As can be seen from Figure 2, relatively speaking (as percentage of GDP), the Nordic countries are in the lower end, although the amounts spent are still substantial, especially if considered per household, and may therefore have non-negligible distributional and climate/environmental impacts.
Since the compensation measures have very recently been implemented (and many of them also revised over the last two years) it is methodologically challenging to evaluate their effects. In principle, the effects of the compensation measures are the difference between the effects in the period from introduction of the measure, and the effects in a hypothetical (reference) trajectory without the measure in place. To get a “clean” estimate of these effects, one would need either an experimental (or quasi experimental) situation where e.g., one geographical area has experienced a measure, and another (similar in all other aspects) at one point in time has not. Alternatively, that the same area for some time has experienced a measure and later (and/or before) has not. Under such circumstances it is possible to identify, by use of econometric techniques, the causal effect of the measure on the distributional profile (equity) and on climate policy outcomes. If there are no such experimental conditions, the alternative is macro-economic modelling of the effects through the economy. In such cases, one can study both hypothetical and actual policy measures, but with relatively high uncertainty. We limit ourselves to a few observations from international studies that have attempted to assess the impact of energy prices and compensation measures across several countries before we proceed to look more specifically at the measures implemented in the Nordic countries. Some of the lessons from the international literature are also relevant in the Nordic context.

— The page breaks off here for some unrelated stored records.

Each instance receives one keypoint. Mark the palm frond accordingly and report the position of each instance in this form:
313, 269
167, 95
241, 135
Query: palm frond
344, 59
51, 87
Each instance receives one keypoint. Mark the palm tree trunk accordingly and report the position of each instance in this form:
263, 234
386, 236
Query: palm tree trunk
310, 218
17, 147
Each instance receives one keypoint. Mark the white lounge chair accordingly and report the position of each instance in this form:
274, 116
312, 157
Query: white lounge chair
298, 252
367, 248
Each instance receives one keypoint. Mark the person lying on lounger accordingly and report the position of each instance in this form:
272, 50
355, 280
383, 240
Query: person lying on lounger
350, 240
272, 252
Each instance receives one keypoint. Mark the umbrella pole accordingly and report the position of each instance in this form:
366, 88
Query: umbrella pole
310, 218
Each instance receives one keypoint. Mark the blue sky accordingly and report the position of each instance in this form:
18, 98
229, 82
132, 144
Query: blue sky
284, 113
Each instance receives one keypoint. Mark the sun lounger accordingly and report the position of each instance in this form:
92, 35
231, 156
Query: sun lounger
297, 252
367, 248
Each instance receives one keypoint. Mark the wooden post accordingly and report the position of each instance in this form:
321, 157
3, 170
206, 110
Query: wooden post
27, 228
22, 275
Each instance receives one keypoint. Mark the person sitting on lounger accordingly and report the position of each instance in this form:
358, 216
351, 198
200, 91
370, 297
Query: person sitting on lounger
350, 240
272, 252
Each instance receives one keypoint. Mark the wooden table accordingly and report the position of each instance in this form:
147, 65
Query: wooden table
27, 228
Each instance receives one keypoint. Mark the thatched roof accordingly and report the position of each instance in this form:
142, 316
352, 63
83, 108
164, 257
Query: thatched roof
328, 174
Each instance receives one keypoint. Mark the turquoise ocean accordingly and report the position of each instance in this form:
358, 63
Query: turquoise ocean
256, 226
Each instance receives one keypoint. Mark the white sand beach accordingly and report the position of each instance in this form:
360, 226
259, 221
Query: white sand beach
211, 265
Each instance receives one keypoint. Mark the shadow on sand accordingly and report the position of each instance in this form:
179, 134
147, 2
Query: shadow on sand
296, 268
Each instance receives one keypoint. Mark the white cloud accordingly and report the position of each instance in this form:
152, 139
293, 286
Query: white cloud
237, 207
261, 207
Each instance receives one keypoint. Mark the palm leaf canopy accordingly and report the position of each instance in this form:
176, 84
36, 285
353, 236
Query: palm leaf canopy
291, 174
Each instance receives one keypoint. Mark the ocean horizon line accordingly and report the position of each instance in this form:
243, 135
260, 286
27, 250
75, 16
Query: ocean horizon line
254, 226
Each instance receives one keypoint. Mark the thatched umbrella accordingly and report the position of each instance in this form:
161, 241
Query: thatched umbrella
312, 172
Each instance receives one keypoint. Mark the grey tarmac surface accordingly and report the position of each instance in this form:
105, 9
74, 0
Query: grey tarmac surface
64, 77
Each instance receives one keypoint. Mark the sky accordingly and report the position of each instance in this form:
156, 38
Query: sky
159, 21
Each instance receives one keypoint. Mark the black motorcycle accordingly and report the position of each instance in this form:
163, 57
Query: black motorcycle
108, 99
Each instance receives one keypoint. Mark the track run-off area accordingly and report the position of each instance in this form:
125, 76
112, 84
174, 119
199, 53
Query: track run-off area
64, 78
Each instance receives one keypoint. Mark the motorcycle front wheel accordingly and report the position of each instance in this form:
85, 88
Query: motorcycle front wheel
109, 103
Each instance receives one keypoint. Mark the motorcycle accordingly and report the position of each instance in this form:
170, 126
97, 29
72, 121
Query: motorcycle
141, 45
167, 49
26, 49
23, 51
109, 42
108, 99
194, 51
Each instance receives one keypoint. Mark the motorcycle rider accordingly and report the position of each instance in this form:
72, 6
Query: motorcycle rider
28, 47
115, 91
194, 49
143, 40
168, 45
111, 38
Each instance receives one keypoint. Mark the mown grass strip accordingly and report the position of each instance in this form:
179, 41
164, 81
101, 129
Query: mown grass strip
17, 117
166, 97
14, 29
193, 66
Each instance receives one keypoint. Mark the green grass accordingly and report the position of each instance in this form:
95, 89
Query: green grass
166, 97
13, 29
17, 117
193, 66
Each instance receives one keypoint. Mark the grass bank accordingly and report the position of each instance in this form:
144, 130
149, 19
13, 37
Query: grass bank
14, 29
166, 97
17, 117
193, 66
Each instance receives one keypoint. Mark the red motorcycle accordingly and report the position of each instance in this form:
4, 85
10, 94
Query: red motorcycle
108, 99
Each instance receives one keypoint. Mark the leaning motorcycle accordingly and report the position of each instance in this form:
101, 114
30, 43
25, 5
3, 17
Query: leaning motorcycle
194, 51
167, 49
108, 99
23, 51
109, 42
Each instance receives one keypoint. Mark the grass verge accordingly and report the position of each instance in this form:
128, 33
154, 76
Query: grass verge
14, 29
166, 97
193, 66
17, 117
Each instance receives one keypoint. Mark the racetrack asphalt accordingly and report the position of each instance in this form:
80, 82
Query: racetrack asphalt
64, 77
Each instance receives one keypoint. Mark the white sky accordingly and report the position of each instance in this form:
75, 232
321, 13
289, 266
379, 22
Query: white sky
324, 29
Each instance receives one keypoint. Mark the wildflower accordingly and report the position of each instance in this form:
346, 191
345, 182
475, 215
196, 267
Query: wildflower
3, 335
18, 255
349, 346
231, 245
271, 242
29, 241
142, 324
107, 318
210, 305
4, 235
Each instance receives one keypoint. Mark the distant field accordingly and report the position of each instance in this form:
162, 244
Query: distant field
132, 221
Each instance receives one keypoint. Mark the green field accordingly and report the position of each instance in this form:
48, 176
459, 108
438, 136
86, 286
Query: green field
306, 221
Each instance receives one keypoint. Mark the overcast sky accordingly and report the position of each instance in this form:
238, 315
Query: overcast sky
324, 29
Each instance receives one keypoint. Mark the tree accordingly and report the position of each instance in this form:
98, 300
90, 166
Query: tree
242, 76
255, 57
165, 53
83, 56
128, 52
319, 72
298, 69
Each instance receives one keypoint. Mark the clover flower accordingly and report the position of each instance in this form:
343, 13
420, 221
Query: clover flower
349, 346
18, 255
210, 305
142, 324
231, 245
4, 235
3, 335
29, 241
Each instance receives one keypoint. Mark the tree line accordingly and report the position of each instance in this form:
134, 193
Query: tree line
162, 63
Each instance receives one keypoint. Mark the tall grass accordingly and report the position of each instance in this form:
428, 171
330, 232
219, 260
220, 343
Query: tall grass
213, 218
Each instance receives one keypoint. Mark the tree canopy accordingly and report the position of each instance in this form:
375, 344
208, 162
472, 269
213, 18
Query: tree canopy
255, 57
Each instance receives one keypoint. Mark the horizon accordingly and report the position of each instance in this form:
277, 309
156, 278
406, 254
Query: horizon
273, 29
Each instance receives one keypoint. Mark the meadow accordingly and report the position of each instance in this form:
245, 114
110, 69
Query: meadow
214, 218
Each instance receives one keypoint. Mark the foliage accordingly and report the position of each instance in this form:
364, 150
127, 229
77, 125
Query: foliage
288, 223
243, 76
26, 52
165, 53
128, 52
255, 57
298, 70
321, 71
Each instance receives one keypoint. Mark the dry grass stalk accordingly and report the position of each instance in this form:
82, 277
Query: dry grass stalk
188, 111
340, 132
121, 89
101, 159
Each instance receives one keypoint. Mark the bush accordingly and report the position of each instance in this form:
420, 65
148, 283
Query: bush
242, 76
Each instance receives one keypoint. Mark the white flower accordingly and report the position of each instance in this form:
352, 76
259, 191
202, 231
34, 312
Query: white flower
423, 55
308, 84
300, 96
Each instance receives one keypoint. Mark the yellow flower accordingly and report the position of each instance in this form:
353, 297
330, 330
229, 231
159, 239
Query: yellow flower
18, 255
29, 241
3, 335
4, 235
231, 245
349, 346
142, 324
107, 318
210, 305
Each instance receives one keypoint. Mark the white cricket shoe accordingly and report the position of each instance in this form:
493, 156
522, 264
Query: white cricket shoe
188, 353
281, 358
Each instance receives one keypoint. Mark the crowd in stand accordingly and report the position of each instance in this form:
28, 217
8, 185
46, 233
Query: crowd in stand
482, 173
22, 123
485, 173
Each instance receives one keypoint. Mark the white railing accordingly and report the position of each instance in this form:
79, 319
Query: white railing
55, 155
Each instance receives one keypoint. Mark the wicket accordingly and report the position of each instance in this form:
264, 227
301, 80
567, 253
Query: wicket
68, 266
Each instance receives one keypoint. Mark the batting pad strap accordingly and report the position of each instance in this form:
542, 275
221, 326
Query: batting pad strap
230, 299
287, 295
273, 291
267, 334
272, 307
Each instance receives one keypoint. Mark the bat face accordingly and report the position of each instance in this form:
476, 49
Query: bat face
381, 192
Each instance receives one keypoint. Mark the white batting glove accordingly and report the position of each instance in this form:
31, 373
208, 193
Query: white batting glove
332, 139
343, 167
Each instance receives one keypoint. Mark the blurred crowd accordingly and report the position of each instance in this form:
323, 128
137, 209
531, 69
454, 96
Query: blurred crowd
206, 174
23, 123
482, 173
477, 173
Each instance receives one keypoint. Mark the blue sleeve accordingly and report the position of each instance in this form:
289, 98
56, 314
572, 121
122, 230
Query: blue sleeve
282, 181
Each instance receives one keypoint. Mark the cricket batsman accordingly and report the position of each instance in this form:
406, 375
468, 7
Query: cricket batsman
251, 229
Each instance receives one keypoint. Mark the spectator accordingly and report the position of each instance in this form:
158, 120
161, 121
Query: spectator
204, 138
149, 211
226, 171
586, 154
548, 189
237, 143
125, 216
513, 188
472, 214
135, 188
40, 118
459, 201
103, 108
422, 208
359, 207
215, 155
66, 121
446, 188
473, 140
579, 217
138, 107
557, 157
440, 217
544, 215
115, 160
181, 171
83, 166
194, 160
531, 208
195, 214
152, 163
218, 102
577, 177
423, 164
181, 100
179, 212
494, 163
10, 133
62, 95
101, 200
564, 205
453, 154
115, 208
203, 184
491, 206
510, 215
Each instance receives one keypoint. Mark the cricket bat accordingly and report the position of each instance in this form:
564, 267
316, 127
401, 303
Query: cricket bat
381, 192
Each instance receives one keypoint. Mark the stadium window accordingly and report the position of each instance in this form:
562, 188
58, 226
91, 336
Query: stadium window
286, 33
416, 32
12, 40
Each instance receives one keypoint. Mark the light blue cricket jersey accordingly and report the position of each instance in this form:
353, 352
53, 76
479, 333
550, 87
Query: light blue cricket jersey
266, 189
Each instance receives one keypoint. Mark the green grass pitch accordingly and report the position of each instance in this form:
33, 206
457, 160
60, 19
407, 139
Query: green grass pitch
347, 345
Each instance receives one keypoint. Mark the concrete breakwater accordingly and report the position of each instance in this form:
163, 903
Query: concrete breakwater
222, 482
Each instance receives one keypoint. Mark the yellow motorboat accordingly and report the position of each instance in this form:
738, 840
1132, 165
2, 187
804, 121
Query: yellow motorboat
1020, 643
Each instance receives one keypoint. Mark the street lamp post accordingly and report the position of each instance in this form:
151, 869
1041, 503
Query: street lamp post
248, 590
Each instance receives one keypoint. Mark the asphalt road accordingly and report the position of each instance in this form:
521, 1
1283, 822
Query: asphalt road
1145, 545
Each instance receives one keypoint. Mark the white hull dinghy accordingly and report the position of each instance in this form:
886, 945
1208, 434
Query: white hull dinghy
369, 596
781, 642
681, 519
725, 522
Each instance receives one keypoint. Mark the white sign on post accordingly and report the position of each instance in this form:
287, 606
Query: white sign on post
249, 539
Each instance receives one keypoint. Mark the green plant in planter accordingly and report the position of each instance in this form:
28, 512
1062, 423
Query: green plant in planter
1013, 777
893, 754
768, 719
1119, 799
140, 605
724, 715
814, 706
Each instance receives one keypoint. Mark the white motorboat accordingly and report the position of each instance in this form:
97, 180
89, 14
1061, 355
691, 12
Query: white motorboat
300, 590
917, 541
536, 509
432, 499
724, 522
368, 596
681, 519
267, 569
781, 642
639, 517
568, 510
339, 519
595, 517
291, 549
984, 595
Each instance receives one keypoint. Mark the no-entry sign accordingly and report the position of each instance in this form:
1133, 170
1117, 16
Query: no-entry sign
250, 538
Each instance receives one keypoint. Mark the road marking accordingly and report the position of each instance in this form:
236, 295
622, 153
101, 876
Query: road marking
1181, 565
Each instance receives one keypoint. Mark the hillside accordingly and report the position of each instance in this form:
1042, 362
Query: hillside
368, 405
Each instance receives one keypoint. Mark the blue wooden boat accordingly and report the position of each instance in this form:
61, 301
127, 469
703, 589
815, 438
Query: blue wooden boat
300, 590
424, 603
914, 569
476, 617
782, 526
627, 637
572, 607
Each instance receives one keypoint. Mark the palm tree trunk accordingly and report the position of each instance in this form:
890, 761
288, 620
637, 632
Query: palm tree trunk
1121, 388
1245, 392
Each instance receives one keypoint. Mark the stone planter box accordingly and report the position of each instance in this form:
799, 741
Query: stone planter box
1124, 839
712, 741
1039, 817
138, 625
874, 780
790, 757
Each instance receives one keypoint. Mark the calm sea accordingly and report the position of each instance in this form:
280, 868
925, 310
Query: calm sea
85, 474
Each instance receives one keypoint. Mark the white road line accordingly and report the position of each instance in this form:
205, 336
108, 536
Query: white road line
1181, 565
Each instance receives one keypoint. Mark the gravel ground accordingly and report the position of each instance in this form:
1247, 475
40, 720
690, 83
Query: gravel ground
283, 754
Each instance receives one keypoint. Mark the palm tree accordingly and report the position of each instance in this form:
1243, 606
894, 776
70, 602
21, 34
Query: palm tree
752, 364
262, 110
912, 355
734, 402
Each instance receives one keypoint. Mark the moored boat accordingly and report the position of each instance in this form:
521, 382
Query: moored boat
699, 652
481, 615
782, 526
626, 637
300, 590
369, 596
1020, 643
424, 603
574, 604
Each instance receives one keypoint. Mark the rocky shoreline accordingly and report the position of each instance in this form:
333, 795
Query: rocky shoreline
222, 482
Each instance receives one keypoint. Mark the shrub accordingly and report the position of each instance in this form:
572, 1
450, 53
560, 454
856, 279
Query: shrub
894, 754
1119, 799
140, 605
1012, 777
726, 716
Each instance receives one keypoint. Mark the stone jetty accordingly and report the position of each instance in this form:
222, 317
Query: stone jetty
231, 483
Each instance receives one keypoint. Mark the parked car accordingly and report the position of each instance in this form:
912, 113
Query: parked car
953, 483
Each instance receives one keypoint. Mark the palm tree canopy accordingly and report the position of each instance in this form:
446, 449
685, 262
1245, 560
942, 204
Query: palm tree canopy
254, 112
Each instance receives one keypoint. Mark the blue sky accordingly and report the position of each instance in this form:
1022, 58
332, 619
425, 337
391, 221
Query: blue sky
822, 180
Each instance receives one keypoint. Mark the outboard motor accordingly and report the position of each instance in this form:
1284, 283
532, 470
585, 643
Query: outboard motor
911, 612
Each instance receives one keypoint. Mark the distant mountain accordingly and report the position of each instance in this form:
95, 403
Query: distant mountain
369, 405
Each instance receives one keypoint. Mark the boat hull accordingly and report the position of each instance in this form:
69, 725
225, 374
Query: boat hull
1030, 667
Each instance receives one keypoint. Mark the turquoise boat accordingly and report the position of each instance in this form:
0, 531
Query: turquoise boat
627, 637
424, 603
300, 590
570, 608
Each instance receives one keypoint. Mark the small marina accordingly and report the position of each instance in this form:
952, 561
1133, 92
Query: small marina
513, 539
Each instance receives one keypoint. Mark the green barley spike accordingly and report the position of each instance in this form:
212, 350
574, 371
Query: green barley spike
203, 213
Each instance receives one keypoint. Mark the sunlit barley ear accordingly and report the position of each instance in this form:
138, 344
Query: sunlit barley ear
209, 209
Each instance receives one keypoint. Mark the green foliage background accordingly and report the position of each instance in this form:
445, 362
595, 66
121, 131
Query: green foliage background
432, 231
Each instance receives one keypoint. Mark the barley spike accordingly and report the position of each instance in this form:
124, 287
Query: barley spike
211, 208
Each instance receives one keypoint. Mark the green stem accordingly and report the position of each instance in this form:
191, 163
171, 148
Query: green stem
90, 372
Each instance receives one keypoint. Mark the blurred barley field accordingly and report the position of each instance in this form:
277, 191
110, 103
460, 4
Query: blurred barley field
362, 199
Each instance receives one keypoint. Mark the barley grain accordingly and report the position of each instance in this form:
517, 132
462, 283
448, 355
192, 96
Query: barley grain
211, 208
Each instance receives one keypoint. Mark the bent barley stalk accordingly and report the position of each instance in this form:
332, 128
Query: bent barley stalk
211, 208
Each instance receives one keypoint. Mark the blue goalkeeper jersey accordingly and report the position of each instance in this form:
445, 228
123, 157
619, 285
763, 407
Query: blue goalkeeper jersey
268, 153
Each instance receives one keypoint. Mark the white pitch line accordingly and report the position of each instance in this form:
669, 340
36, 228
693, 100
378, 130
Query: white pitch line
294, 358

The impacts of energy prices and of resulting compensation measures depend on several factors, e.g., for households their share of energy costs compared to other expenditures. They will also depend on the design of the compensation measures. A global study of 116 countries found that the energy price crisis increased energy costs by 63–113 percent on average, resulting in increased household expenditures of 2.7–4.8 percent, and around 78–141 million people potentially pushed into extreme poverty (Guan et al., 2023). In Europe, Steckel et al. (2022) found that the impact of the energy price crisis on households is highly heterogenous. For example, they found that it affects low- and middle-income households more than high-income households, relative to their total expenditures (i.e. regressive impact). Furthermore, results show that the poorest 40 percent of households with high energy costs are particularly affected, and that ca. 11 million inhabitants (2.6 percent of all households) would require at least 50 percent of their current expenditures to compensate for increasing energy prices, while ca. 48 million inhabitants (11.5 percent of all households) would need 25 percent of current expenditures in compensation. A large and more recent assessment based on a microsimulation model of Europe confirms the large, regressive impact of the energy crisis on households in Europe (IEEP, 2023). Menyhert (2022) found that the adverse social effects of inflation are significantly larger in many Central and Eastern European Member States, and that energy price increases not only potentially increase inequality within countries but also between EU15 and non-EU15 countries.
The bulk of the resources used for energy price compensation in Figure 2, have been general price-suppressing schemes for everybody, dampening the effect of energy prices. This is expensive and if not designed in a progressive way, would do little to alleviate the unequal burden of the high energy prices. In addition, such schemes reduce incentives for saving on energy and investing in energy saving measures and, hence, delay the necessary green transition. Therefore, an unequivocal conclusion from the studies referenced above, and other studies (e.g. Ari et al., 2022 and European Scientific Advisory Board on Climate Change, 2023), is to design such schemes so that they target those who need it the most, while generally maintaining price signals for everybody to reduce energy use.
1.4 Outline of the report and reader guide
The report is organised as follows. Chapter 2 explains the overall approach to our assessment of Nordic compensation measures. Chapter 3 provides an overview of the policy measures that have been implemented in the Nordic countries, details in Appendix. Chapters 4–7 assess a selection of measures in each of the Nordic countries. Chapter 8 synthesises the results and lessons from the Nordic countries, to derive some knowledge about how such (future) measures could be better designed to achieve more desirable societal and environmental outcomes.